My question: How can I recreate such images for arbitrary $K$, starting from rational integer arithmetic? What algorithms would I need to write C++ code from scratch to enumerate a Schmidt arrangement? (I prefer not to pull a Sage package off the shelf.)

It's a straightforward task to implement the basic arithmetic operations of $K$, $\mathcal{O}_K$, and $\mathrm{GL}_2(\mathcal{O}_K)$. Then, a brute-force approach is to generate lots of matrices in $\mathrm{GL}_2(\mathcal{O}_K)$, check if each has determinant $1$, and if so, draw the appropriate circle. There are many problems with this brute-force approach:

  • It wastes most of its time inspecting matrices without determinant $1$, especially as we search for large-norm coefficients and high-curvature circles.
  • It also wastes time on circles that are outside the bounds of the illustration.
  • It revisits many group elements that generate the same circle. We should quotient out the stabilizer of $\mathbb R$, namely the modular group $\mathrm{PSL}_2(\mathbb Z)$.
  • It's unclear how many matrices need to be tested before we can say that we've enumerated all the circles in a diagram like Stange's.

Whenever I reach for a more clever approach, I'm slowed down by the fact that $\mathcal{O}_K$ isn't necessarily a unique factorization domain, and even when it is, it isn't necessarily Euclidean.

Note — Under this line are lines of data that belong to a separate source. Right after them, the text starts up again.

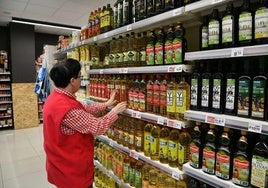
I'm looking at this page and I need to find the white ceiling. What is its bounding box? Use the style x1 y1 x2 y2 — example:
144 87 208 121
0 0 113 35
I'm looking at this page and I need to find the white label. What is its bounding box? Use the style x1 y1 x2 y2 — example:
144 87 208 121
248 121 262 133
231 48 244 57
157 117 165 125
205 115 225 126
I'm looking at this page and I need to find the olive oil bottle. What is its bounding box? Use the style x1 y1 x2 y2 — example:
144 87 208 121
168 129 180 167
250 135 268 188
215 127 232 180
189 122 203 168
143 122 153 157
232 131 250 187
159 126 170 164
202 124 217 174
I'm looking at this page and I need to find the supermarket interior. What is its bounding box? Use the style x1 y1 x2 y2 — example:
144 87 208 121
0 0 268 188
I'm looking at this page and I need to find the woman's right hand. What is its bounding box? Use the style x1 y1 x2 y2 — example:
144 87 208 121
112 101 127 114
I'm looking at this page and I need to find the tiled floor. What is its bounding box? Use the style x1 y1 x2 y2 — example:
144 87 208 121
0 125 54 188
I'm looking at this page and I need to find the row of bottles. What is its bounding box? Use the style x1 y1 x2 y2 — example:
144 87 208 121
190 122 268 188
200 0 268 50
191 56 267 120
107 116 191 170
94 139 196 188
89 74 190 121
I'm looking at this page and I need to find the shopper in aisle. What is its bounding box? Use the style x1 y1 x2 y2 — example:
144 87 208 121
43 59 126 188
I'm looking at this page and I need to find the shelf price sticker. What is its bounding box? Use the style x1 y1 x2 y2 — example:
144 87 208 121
119 68 128 74
171 171 181 180
167 119 182 129
205 115 225 126
168 65 182 72
129 151 139 160
248 121 262 133
131 111 141 119
231 48 244 57
157 117 165 125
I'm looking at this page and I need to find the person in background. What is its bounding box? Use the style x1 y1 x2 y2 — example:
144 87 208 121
43 59 127 188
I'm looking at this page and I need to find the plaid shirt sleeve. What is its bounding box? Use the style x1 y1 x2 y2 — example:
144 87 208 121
61 105 118 136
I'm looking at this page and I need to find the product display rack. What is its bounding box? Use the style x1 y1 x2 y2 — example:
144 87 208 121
0 72 14 129
54 0 268 187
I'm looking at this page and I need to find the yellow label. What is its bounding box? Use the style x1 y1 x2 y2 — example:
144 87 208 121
176 89 186 114
167 90 176 112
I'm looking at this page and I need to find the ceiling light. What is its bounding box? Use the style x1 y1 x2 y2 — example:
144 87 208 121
11 17 81 31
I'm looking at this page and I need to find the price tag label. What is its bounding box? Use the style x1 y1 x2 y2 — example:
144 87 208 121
173 8 182 16
212 0 222 4
231 48 244 57
205 115 225 126
157 117 165 125
248 121 262 133
131 111 141 119
171 171 181 180
129 151 139 160
168 65 182 72
119 68 128 74
127 24 132 31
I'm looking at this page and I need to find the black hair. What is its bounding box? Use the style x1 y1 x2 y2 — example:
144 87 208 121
49 59 81 88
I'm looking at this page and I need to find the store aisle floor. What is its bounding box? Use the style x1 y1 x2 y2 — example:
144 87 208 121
0 125 54 188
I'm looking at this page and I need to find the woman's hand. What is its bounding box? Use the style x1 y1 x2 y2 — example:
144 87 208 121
105 90 118 107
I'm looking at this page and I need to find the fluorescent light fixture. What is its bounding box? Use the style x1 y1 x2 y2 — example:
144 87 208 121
11 17 81 31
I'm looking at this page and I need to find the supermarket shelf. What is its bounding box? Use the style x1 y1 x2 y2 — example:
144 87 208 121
183 163 246 188
97 136 184 180
185 44 268 61
184 110 268 135
87 64 192 74
87 96 189 129
94 160 131 188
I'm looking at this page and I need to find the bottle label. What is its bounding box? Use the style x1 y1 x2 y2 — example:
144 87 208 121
201 79 209 107
239 12 252 41
146 44 154 65
255 8 268 39
237 80 250 116
167 90 176 113
191 78 198 106
251 80 266 118
172 38 182 63
176 89 187 114
165 40 173 64
155 43 164 65
222 15 234 43
212 79 221 109
250 155 268 187
168 140 178 162
208 20 220 45
232 158 250 186
159 138 168 159
215 152 231 179
189 143 200 168
202 147 216 174
178 144 186 165
225 79 235 110
201 26 208 48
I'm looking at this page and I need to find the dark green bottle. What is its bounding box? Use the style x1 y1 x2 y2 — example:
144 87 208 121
208 9 221 49
211 61 225 114
224 62 239 115
251 57 267 120
200 63 212 111
254 0 268 44
237 59 253 117
221 2 237 48
238 0 254 46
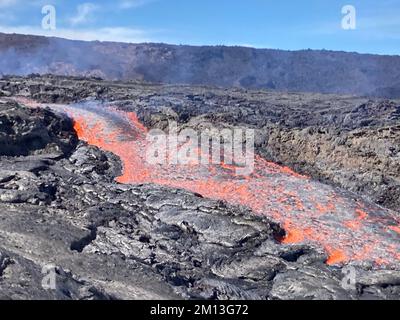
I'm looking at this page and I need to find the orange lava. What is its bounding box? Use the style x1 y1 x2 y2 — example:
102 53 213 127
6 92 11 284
53 106 400 266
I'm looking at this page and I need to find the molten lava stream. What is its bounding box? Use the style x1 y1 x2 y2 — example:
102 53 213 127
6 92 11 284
62 103 400 266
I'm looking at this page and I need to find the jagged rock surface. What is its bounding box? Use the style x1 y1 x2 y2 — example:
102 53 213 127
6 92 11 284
0 76 400 211
0 99 400 299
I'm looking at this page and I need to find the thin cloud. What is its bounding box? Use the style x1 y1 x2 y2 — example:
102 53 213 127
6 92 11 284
0 26 154 43
0 0 18 8
118 0 156 9
70 2 98 26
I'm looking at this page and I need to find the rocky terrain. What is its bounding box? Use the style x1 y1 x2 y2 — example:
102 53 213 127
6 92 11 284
0 76 400 212
0 34 400 98
0 76 400 299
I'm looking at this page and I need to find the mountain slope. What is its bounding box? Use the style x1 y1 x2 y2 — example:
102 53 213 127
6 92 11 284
0 34 400 98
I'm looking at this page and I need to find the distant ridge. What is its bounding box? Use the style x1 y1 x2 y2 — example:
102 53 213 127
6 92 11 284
0 33 400 98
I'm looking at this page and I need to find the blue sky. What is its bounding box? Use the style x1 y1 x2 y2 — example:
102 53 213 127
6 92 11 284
0 0 400 55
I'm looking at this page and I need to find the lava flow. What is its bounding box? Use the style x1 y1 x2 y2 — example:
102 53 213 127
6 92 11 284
60 102 400 266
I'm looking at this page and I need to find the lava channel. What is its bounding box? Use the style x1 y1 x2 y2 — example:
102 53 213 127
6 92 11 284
49 105 400 267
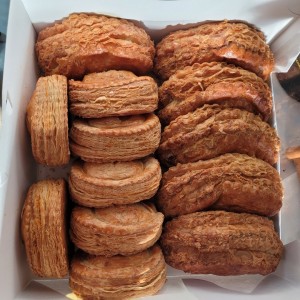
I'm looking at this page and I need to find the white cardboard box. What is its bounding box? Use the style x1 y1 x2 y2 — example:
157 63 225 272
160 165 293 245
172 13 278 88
0 0 300 300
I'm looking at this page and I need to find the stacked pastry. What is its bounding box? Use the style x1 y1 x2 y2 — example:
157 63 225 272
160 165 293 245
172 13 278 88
155 21 283 275
22 14 166 299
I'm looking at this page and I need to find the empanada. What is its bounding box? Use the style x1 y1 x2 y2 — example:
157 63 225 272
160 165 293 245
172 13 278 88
160 211 283 276
157 153 283 217
155 20 274 80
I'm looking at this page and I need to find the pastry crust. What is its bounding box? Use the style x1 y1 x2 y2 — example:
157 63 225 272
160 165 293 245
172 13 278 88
70 245 166 300
21 179 69 278
157 153 283 217
160 211 283 276
70 113 161 162
26 75 70 166
71 203 164 256
69 70 158 118
158 104 280 166
69 157 161 208
158 62 273 124
155 20 274 80
35 14 155 78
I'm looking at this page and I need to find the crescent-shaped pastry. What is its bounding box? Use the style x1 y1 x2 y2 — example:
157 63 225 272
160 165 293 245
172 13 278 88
158 104 280 166
35 14 155 78
69 70 158 118
158 62 272 124
70 113 161 162
26 75 70 166
155 20 274 80
70 245 166 300
69 157 161 208
160 211 283 276
157 153 283 217
21 179 69 278
71 203 164 256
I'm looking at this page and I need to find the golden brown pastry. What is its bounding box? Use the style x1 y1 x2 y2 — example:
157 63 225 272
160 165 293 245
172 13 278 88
155 20 274 80
69 70 158 118
158 104 279 165
69 157 161 207
71 203 164 256
160 211 283 275
21 179 69 278
35 14 155 78
158 62 272 124
70 245 166 300
26 75 70 166
157 153 283 217
70 113 160 162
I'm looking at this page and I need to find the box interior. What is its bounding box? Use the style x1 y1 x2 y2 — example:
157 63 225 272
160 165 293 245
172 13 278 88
0 0 300 299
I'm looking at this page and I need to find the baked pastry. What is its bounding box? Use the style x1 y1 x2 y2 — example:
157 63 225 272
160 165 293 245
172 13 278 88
158 104 279 166
69 70 158 118
69 157 161 208
157 153 283 217
21 179 69 278
35 13 155 78
26 75 70 166
158 62 272 124
160 211 283 276
70 245 166 300
155 20 274 80
70 113 161 162
71 203 164 256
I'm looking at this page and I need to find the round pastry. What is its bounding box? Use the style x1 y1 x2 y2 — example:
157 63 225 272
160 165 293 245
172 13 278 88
155 20 274 80
70 245 166 300
69 157 161 208
157 153 283 217
26 75 70 166
21 179 69 278
71 203 164 256
158 62 272 124
158 104 280 166
70 113 160 162
35 14 155 78
69 70 158 118
160 211 283 276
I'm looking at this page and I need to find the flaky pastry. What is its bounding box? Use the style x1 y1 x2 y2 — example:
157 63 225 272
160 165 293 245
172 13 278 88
26 75 70 166
157 153 283 217
160 211 283 276
158 62 272 124
69 157 161 207
21 179 69 278
35 13 155 78
71 203 164 256
69 70 158 118
70 113 161 162
155 20 274 80
158 104 280 166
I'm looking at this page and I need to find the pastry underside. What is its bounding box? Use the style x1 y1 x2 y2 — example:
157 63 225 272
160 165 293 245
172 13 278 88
69 157 161 208
160 211 283 276
35 13 155 78
71 203 164 257
26 75 70 166
70 245 166 300
158 62 273 124
155 21 274 80
157 153 283 217
21 179 69 278
158 104 280 166
70 113 161 162
69 70 158 118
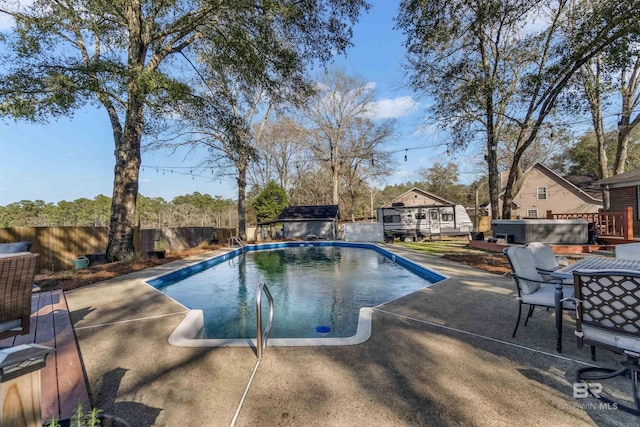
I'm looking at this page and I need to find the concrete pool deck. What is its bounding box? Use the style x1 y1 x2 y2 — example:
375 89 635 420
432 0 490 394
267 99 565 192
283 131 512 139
66 245 640 426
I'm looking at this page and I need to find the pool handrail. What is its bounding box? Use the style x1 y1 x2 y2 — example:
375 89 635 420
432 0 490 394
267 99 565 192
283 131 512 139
256 282 273 359
227 236 246 250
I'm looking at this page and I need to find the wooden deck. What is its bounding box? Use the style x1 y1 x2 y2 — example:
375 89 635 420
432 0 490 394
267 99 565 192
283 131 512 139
0 290 91 421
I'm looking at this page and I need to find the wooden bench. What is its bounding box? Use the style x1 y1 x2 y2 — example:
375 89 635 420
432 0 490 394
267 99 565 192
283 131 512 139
0 290 91 422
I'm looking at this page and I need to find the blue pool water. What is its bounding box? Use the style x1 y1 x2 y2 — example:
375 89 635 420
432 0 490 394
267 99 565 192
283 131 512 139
150 242 443 339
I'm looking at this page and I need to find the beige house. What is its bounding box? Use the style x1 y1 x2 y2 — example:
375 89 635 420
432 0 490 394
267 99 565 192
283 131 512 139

How can we enumerate something like $\mathrm{PSL}_2(\mathcal{O}_K)$ with reasonable efficiency when $K$ is so unruly?

Edit: To explain my last remark, we're looking for matrices $\pmatrix{a&b\\c&d}$ with coefficients in $\mathcal{O}_K$ where $ad-bc=1$. Each row and column of such a matrix consists of two coprime numbers. How does one enumerate pairs of coprime numbers in a non-Euclidean ring? (Or is this the wrong sub-problem to tackle?)


Solution 1:

For the record, I've figured out how to cobble together enough inequalities to make the brute-force approach work. Here's a really quick outline. I won't prove that it works, but it does. I would still appreciate a more elegant solution!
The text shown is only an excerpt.